We initially analyzed HeLa hTR/hTERT cells, a previously established cell line in which telomeres were greatly elongated by the ectopic expression of both the RNA and of the reverse transcriptase subunits of human telomerase (Cristofari and Lingner, 2006). While in the parental cell line telomeres were on average 7 kb long, in hTR/hTERT cells, telomeres were up to 50 kb long, as determined by Terminal Restriction Fragment (TRF) analysis (Cristofari and Lingner, 2006). In Figure 1A the results of a fluorescent in situ hybridization experiment with a telomeric PNA probe are shown: the intense signals at all hTR/hTERT telomeres confirm that the transduced cell line has longer telomeres compared to its parental cell line. We then measured TERRA levels by northern blotting using a telomeric DNA probe (Figure 1B): the intensity of the autoradiographic signals in the hTR/hTERT and in the parental line were similar indicating that the total amount of TERRA was not influenced by telomere elongation. This result is in agreement with a recent finding from Farnung et al. (2012) who showed that, in a hTERT infected HeLa cell line in which telomeres were elongated, no substantial alteration in total TERRA levels was detectable.

Figure 1.

Figure 1

(A) Telomere detection in HeLa and hTR/hTERT cells by PNA-FISH. Telomeric signals are in red, chromosomes are stained with DAPI. (B) Northern blot analysis of TERRA expression in HeLa and hTR/hTERT cells. Ethidium bromide-stained 18S rRNA bands are shown at the bottom.

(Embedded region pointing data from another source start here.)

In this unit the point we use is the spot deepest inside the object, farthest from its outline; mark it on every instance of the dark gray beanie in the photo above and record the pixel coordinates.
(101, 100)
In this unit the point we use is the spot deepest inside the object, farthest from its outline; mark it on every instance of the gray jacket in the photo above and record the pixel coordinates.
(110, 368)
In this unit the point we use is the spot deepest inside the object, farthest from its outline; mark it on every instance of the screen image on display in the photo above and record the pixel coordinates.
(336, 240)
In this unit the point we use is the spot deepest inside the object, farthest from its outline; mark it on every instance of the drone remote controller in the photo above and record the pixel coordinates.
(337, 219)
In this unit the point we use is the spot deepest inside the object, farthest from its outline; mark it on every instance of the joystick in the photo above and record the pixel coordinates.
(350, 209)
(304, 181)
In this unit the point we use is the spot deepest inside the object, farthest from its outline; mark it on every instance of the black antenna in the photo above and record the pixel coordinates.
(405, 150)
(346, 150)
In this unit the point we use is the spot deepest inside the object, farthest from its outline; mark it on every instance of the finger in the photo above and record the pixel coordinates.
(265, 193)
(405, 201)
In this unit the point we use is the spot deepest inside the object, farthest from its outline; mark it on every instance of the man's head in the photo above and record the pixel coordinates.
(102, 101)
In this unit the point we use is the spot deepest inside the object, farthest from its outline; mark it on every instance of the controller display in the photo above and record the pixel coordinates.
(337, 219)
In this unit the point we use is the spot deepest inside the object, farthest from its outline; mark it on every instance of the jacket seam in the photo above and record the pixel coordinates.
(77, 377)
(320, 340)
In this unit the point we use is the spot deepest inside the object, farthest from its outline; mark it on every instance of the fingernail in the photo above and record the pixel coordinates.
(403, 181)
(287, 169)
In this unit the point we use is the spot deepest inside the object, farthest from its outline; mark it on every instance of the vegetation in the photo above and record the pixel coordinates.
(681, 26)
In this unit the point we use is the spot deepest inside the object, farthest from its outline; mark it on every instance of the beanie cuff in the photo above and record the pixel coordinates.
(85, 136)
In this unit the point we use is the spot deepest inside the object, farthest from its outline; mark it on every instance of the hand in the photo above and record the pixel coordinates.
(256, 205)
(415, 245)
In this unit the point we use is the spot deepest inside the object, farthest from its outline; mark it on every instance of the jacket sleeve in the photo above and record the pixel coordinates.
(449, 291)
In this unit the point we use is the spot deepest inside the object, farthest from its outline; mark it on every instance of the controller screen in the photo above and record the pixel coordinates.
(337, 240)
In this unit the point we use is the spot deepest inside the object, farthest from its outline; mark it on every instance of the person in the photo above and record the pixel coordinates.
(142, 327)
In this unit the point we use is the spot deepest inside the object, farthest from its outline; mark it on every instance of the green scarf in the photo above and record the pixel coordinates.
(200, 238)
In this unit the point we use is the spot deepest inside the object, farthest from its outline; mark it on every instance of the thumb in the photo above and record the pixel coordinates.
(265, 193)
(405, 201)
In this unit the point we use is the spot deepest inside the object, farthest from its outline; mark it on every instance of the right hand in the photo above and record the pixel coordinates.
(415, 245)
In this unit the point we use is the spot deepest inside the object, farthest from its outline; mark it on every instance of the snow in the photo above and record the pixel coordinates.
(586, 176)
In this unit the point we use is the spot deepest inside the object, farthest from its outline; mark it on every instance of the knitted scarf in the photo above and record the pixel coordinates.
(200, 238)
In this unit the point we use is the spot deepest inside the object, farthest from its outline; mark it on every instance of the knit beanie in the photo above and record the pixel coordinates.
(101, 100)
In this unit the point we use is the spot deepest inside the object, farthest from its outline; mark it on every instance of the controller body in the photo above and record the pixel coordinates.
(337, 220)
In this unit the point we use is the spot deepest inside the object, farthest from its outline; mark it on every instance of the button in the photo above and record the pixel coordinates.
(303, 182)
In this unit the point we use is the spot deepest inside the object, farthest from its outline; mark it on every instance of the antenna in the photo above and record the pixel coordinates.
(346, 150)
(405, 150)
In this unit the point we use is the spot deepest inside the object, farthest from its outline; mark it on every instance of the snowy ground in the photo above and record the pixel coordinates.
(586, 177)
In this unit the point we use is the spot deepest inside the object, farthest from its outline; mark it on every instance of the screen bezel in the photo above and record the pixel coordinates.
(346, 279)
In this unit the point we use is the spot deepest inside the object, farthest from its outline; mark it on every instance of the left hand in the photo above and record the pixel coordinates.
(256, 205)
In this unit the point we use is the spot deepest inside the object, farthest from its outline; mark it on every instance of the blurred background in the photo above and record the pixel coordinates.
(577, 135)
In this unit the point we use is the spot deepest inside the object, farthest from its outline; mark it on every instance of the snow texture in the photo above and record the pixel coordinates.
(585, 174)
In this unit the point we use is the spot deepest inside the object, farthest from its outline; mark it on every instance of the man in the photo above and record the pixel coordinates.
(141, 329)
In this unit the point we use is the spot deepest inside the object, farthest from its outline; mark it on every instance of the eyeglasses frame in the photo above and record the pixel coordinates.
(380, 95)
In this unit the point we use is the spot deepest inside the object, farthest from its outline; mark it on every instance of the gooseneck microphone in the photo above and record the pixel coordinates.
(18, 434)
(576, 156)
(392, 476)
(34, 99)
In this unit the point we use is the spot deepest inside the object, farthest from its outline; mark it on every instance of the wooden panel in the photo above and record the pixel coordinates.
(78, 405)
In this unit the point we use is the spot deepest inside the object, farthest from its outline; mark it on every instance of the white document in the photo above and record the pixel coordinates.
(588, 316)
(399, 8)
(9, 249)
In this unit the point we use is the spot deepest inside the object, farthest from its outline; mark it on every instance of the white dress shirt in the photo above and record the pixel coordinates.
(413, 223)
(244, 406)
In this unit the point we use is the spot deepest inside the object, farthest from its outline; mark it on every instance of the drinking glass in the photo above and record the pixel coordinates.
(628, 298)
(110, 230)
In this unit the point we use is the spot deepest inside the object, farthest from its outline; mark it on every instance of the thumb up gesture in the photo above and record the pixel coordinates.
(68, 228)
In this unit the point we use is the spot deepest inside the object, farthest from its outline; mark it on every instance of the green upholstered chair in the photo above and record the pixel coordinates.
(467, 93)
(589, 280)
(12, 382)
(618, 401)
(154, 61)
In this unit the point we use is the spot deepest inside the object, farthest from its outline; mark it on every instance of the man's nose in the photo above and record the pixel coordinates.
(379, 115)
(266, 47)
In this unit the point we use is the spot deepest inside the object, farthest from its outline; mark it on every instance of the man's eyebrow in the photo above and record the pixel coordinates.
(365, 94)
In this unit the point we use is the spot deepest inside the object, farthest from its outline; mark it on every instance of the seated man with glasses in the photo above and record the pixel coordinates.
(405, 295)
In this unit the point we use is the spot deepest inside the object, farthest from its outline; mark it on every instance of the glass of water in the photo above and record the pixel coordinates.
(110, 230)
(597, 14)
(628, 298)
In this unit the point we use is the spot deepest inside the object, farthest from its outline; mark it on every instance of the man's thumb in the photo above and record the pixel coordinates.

TERRA levels and telomere length in clones isolated from tumor cell lines

Since it was previously shown that in tumor cell lines telomere length can be heterogeneous (Bryan et al., 1998; Savre-Train et al., 2000), we planned to measure TERRA levels and telomere length in a number of clones isolated from different human cell lines in search of a possible correlation between these two parameters.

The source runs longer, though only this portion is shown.